1972’de yazılan bir makalede aşağıdaki ifadelere yer verildi:
“Hiç kimse, Piramidin içindeki kumun altındaki sözde sırlarla ilişkili olarak, Piramidin iç kısmına ya da tahmin edilen geçitlere ve önceden kestirilemeyen tapınaklara ve salonlara ilişkin olarak iddia edilenlere hiç dikkat etmemelidir.
Bu şeyler sadece arayıcıları gizem için çekmeye çalışanların akıllarında var olurlar ve bu şeylerin varlığını ne kadar inkar edersek, halkın kasıtlı olarak Mısır’ın büyük sırlarını gizlemeye çalıştığımızdan şüpheleniriz. Bütün bu iddiaları görmezden gelmek, onları inkar etmekten daha iyidir. Piramidin topraklarındaki tüm kazılarımız, Sfenks’e bitişik bir tapınak dışında herhangi bir yeraltı geçitlerini ya da salonları, tapınakları, grottoları ya da herhangi bir şeyi açığa çıkarmamıştır. ”
Tarihî metinler, 20. yüzyılda yapılan kazıların yoğun miktarını, toplumdan uzak tutulan inanılmaz zihin bulanıklığı keşiflerini belgelemektedir.
Raporlara göre, şimdi ulaşılamaz “yeraltı” şehrine, Sfenks’in içinden erişilebiliyor, merdivenler kayaya oyulmuş ve Nil nehrinin anakayası altındaki mağara sistemine iniyor. Giza Platosu’nun altındaki devasa, karmaşık, yeraltı sistemi, Doğu’ya uzanıyor ve Kahire’ye doğru ilerliyor.
1972’de yazılan bir makalede aşağıdaki ifadelere yer verildi:
“Hiç kimse, Piramidin içindeki kumun altındaki sözde sırlarla ilişkili olarak, Piramidin iç kısmına ya da tahmin edilen geçitlere ve önceden kestirilemeyen tapınaklara ve salonlara ilişkin olarak iddia edilenlere hiç dikkat etmemelidir.
Bu şeyler sadece arayıcıları gizem için çekmeye çalışanların akıllarında var olurlar ve bu şeylerin varlığını ne kadar inkar edersek, halkın kasıtlı olarak Mısır’ın büyük sırlarını gizlemeye çalıştığımızdan şüpheleniriz. Bütün bu iddiaları görmezden gelmek, onları inkar etmekten daha iyidir. Piramidin topraklarındaki tüm kazılarımız, Sfenks’e bitişik bir tapınak dışında herhangi bir yeraltı geçitlerini ya da salonları, tapınakları, grottoları ya da herhangi bir şeyi açığa çıkarmamıştır. ”

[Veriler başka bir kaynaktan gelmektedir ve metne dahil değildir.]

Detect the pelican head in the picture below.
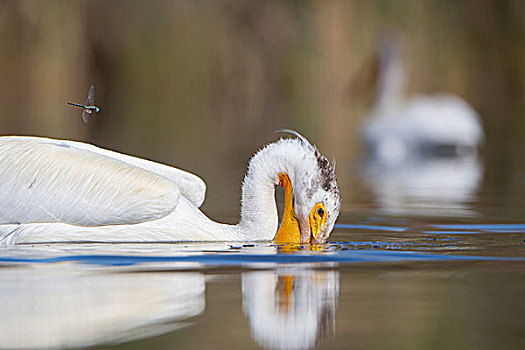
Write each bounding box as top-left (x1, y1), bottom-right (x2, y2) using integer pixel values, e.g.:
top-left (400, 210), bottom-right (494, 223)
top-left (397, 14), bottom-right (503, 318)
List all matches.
top-left (245, 130), bottom-right (341, 243)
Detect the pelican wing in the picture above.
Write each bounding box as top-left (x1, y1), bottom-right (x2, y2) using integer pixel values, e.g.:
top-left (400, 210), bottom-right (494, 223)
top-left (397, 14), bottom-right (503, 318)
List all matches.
top-left (0, 137), bottom-right (205, 226)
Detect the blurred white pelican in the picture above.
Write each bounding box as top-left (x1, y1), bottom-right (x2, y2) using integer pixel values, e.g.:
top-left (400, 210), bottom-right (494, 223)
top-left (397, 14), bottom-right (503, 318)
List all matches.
top-left (362, 37), bottom-right (484, 163)
top-left (0, 133), bottom-right (341, 245)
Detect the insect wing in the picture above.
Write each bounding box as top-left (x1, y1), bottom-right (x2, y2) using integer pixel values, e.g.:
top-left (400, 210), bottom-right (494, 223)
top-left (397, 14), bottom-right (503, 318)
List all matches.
top-left (85, 85), bottom-right (95, 106)
top-left (82, 109), bottom-right (91, 124)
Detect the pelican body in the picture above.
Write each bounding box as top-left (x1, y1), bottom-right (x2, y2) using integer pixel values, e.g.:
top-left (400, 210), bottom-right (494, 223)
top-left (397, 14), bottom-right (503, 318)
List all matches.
top-left (0, 134), bottom-right (341, 245)
top-left (362, 37), bottom-right (484, 164)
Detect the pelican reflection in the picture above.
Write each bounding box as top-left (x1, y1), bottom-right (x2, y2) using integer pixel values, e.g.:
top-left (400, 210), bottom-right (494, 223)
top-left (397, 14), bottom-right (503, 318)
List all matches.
top-left (0, 264), bottom-right (205, 349)
top-left (242, 268), bottom-right (339, 349)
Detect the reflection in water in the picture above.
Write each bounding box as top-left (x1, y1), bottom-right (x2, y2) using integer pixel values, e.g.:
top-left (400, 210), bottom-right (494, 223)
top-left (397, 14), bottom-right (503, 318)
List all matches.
top-left (365, 154), bottom-right (483, 216)
top-left (0, 254), bottom-right (339, 349)
top-left (0, 264), bottom-right (205, 349)
top-left (242, 268), bottom-right (339, 349)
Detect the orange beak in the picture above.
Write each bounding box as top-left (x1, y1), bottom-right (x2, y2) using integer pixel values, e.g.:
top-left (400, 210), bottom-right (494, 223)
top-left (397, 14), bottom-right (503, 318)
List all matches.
top-left (274, 173), bottom-right (300, 243)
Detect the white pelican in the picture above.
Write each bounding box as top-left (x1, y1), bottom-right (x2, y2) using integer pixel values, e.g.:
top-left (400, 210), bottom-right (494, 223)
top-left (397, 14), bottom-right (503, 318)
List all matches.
top-left (362, 37), bottom-right (484, 163)
top-left (0, 133), bottom-right (341, 245)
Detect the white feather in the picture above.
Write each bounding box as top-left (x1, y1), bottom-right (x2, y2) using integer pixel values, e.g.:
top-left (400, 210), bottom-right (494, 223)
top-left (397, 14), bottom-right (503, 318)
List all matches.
top-left (0, 137), bottom-right (339, 244)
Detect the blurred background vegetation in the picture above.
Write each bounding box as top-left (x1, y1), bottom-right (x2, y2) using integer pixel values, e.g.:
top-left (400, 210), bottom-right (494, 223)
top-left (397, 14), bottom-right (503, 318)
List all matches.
top-left (0, 0), bottom-right (525, 221)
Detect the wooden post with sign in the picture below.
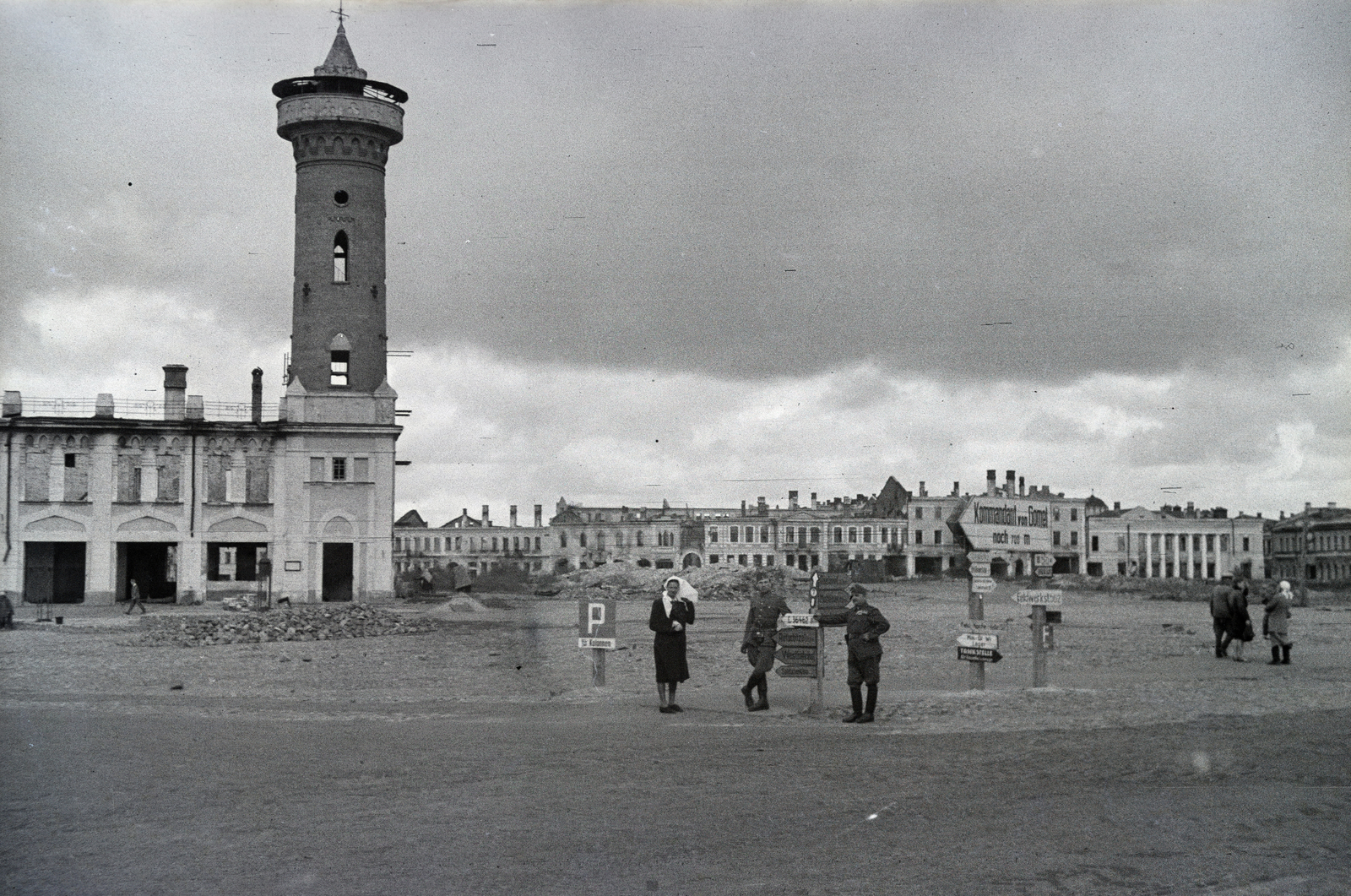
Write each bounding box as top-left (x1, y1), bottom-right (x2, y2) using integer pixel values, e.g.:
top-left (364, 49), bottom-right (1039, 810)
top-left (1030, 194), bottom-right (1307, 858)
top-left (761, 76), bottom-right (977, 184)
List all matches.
top-left (1013, 588), bottom-right (1065, 688)
top-left (577, 597), bottom-right (617, 688)
top-left (966, 551), bottom-right (995, 691)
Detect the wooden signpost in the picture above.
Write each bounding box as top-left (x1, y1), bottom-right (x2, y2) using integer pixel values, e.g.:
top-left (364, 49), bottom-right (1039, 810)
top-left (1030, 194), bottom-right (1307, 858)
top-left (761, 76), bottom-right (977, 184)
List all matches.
top-left (577, 597), bottom-right (616, 688)
top-left (957, 550), bottom-right (998, 691)
top-left (1013, 588), bottom-right (1065, 688)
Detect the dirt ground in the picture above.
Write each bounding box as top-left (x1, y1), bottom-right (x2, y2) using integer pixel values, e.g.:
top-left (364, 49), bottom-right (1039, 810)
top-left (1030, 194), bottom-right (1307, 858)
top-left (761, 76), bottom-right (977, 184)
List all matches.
top-left (0, 583), bottom-right (1351, 896)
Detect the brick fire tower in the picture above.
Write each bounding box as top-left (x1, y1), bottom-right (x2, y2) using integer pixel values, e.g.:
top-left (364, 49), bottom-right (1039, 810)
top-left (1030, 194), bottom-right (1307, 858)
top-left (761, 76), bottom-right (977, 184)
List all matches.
top-left (272, 18), bottom-right (408, 423)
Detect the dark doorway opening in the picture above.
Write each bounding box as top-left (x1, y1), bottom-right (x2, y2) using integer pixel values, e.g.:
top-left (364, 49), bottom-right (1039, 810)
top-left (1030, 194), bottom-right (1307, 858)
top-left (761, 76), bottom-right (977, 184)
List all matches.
top-left (23, 542), bottom-right (85, 604)
top-left (324, 542), bottom-right (351, 600)
top-left (117, 542), bottom-right (178, 603)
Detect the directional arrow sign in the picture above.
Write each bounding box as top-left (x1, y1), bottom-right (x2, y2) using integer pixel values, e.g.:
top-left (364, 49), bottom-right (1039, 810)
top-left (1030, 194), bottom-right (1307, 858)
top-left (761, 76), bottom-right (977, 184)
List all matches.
top-left (1013, 588), bottom-right (1065, 607)
top-left (774, 666), bottom-right (816, 678)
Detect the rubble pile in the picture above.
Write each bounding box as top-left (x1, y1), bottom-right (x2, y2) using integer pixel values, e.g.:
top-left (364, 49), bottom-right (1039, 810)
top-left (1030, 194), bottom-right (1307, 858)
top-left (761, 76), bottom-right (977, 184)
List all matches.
top-left (142, 604), bottom-right (437, 648)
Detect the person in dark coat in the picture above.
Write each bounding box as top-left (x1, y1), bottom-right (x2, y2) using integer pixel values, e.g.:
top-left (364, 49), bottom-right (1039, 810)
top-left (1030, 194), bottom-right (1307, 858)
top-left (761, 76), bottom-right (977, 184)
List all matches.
top-left (1261, 581), bottom-right (1294, 666)
top-left (1211, 573), bottom-right (1241, 660)
top-left (647, 576), bottom-right (698, 712)
top-left (843, 583), bottom-right (892, 725)
top-left (741, 574), bottom-right (793, 712)
top-left (127, 578), bottom-right (146, 616)
top-left (1225, 574), bottom-right (1252, 662)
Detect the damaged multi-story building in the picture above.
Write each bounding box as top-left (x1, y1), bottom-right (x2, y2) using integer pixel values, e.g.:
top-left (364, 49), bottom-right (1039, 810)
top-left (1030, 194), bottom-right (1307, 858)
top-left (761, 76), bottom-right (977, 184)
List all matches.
top-left (0, 23), bottom-right (408, 603)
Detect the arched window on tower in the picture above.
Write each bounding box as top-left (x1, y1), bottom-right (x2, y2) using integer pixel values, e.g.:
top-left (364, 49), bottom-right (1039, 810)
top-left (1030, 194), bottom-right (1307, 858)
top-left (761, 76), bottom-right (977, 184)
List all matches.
top-left (334, 230), bottom-right (347, 282)
top-left (328, 333), bottom-right (351, 387)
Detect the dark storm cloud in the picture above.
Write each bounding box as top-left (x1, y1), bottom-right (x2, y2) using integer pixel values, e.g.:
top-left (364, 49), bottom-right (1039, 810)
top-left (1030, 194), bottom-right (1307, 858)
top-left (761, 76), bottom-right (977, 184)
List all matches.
top-left (392, 4), bottom-right (1347, 380)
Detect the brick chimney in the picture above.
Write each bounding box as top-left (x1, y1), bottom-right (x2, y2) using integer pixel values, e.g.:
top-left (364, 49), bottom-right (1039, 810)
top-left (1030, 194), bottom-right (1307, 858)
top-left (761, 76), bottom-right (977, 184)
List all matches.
top-left (165, 363), bottom-right (187, 421)
top-left (252, 367), bottom-right (262, 423)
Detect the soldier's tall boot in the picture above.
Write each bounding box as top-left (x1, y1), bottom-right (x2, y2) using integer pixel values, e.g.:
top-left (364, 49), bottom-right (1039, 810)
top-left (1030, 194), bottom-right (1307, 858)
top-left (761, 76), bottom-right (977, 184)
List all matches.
top-left (858, 684), bottom-right (876, 725)
top-left (840, 684), bottom-right (863, 723)
top-left (750, 675), bottom-right (768, 712)
top-left (741, 673), bottom-right (759, 709)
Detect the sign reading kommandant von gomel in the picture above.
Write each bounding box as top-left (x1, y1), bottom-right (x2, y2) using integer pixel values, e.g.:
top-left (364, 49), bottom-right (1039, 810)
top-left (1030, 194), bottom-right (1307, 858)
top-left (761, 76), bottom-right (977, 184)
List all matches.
top-left (577, 597), bottom-right (616, 650)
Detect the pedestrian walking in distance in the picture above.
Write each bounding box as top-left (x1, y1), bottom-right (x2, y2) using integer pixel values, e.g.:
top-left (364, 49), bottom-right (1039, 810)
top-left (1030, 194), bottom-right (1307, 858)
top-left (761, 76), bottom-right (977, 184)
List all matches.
top-left (1211, 573), bottom-right (1234, 660)
top-left (741, 573), bottom-right (793, 712)
top-left (843, 583), bottom-right (892, 725)
top-left (127, 578), bottom-right (146, 616)
top-left (1225, 573), bottom-right (1254, 662)
top-left (1261, 581), bottom-right (1294, 666)
top-left (647, 576), bottom-right (698, 712)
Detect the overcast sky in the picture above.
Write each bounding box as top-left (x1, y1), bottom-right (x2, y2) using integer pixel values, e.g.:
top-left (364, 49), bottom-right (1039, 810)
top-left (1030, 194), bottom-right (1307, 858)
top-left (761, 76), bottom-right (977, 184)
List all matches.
top-left (0, 0), bottom-right (1351, 524)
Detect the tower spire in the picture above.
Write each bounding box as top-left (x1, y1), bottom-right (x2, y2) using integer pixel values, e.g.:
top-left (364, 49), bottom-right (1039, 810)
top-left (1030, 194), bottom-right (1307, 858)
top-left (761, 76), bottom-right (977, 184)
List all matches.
top-left (315, 3), bottom-right (366, 79)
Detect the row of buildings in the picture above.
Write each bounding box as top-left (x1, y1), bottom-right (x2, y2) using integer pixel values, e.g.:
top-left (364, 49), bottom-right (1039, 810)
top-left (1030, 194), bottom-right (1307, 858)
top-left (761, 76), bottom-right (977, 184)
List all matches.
top-left (393, 470), bottom-right (1351, 581)
top-left (0, 19), bottom-right (1351, 603)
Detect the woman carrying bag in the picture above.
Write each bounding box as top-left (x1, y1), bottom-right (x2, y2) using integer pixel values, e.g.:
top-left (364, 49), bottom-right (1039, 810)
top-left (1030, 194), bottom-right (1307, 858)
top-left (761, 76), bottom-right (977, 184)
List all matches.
top-left (647, 576), bottom-right (698, 714)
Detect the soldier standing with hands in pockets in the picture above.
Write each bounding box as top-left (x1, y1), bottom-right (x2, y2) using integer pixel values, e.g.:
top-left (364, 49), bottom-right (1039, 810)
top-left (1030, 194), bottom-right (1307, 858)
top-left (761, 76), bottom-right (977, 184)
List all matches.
top-left (842, 583), bottom-right (892, 725)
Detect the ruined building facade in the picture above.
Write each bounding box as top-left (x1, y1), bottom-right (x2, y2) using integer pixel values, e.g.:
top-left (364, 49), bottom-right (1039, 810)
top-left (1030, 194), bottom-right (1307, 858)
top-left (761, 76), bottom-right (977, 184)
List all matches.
top-left (0, 24), bottom-right (407, 603)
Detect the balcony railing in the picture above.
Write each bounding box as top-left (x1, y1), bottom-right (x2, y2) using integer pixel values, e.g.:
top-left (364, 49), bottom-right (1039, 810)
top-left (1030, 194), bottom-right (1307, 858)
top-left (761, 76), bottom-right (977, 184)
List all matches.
top-left (14, 396), bottom-right (279, 421)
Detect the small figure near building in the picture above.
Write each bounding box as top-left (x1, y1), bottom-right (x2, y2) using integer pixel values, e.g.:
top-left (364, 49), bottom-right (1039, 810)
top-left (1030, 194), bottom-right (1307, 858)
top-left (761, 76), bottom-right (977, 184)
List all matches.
top-left (1211, 573), bottom-right (1234, 660)
top-left (843, 583), bottom-right (892, 725)
top-left (127, 578), bottom-right (146, 616)
top-left (1261, 581), bottom-right (1294, 666)
top-left (647, 576), bottom-right (698, 714)
top-left (741, 574), bottom-right (793, 712)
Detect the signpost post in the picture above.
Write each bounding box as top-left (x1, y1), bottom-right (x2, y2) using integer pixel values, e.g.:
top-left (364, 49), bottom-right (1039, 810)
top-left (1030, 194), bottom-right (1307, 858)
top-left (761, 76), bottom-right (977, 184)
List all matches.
top-left (774, 614), bottom-right (826, 712)
top-left (1013, 588), bottom-right (1065, 688)
top-left (957, 550), bottom-right (997, 691)
top-left (577, 597), bottom-right (616, 688)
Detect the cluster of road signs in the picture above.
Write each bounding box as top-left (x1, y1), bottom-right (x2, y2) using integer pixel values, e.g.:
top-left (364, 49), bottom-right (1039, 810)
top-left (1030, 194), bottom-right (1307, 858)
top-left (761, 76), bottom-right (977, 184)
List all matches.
top-left (774, 614), bottom-right (820, 678)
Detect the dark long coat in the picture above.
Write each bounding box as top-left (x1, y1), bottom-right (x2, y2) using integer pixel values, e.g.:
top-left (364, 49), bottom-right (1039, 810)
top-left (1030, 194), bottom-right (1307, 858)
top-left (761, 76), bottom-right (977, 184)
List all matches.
top-left (647, 597), bottom-right (694, 684)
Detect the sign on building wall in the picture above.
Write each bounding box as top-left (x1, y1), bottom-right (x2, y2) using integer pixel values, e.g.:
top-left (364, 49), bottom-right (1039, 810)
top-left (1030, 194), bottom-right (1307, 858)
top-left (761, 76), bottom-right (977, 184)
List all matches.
top-left (958, 496), bottom-right (1051, 550)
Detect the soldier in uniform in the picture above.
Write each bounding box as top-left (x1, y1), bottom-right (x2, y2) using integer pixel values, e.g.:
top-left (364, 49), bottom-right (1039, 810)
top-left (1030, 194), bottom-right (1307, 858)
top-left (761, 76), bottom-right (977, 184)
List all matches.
top-left (843, 583), bottom-right (892, 723)
top-left (741, 574), bottom-right (793, 712)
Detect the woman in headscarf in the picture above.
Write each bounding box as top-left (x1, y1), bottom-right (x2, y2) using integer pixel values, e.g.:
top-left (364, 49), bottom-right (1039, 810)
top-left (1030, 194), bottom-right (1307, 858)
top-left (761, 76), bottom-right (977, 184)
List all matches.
top-left (1261, 581), bottom-right (1294, 666)
top-left (647, 576), bottom-right (698, 712)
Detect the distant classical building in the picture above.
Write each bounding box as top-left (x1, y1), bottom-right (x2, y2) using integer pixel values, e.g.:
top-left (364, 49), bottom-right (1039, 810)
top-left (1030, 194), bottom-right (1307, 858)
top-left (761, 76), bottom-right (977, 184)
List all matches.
top-left (1088, 504), bottom-right (1266, 578)
top-left (394, 504), bottom-right (556, 578)
top-left (1268, 504), bottom-right (1351, 584)
top-left (0, 24), bottom-right (407, 603)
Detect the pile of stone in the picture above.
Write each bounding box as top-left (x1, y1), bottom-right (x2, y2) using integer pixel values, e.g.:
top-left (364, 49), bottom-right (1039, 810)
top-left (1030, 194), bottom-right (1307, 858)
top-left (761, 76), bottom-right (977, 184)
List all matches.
top-left (142, 604), bottom-right (437, 648)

Tarihî metinler, 20. yüzyılda yapılan kazıların yoğun miktarını, toplumdan uzak tutulan inanılmaz zihin bulanıklığı keşiflerini belgelemektedir.
Günümüz toplumunda sadece belirli bilgilerin dünyaya bırakıldığı belirli ve katı bir model vardır; çoğu parça gizli bir sansür seviyesine sahipmiş gibi sanki meraklı gözlerden uzak tutulmaktadır.
''Alıntı''
Hiç yorum yok:
Yorum Gönder
Not: Yalnızca bu blogun üyesi yorum gönderebilir.